A nonsmoker, the retired colonel had long battled lung cancer, which he attributed to exposure to smoke from oil fires during Desert Storm and burn pits in the Iraq War more than a decade later.
He’d been diagnosed with “asthma-like symptoms” from the Persian Gulf War and later received the cancer diagnosis in 2012 as he was preparing to retire from the Marine Corps, he said in a 2013 American Lung Association of Indiana video.
Following radiation, chemotherapy and surgery, he received a good prognosis in late 2013, he said in the video.
Semrow last saw Smith at a reunion for the Marines of that Iraq deployment, some 60 of whom gathered in Milwaukee in November.

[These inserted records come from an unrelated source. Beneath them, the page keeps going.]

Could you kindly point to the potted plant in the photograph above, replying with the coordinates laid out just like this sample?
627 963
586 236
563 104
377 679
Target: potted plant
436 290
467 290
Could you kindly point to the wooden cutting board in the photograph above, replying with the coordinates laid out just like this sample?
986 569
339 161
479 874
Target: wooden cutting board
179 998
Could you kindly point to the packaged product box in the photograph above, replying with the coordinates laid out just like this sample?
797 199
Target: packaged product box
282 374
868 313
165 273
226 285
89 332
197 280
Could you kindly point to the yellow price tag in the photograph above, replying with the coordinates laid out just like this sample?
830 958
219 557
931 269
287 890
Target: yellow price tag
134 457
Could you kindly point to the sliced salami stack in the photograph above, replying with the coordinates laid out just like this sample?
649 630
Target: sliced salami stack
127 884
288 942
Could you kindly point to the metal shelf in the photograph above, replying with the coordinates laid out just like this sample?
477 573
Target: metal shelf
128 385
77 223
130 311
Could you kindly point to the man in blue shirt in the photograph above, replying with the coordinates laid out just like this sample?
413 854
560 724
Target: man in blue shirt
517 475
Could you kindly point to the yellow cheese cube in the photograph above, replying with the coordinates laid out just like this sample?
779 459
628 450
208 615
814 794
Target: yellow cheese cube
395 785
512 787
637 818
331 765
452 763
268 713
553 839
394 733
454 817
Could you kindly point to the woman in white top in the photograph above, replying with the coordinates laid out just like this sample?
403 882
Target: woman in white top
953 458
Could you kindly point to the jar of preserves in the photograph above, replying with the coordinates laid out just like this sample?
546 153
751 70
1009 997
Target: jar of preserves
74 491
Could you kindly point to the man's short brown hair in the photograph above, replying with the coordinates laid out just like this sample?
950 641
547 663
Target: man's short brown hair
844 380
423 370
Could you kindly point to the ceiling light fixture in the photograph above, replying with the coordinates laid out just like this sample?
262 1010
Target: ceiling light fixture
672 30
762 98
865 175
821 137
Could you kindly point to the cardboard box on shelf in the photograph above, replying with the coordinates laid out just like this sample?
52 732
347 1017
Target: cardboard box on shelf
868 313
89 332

Sewell last saw Smith earlier this year at a more somber occasion, the funeral of Milwaukee police officer Matthew Rittner, a Marine veteran of the 2004 deployment who was killed while serving a search warrant in February.
In late March, Smith posted on Facebook that he’d been hospitalized, and his daughter later said he had been admitted to the intensive care unit, but his death still came as a surprise, Semrow said.
“He seemed invincible,” she said. “I didn’t think he’d ever die.”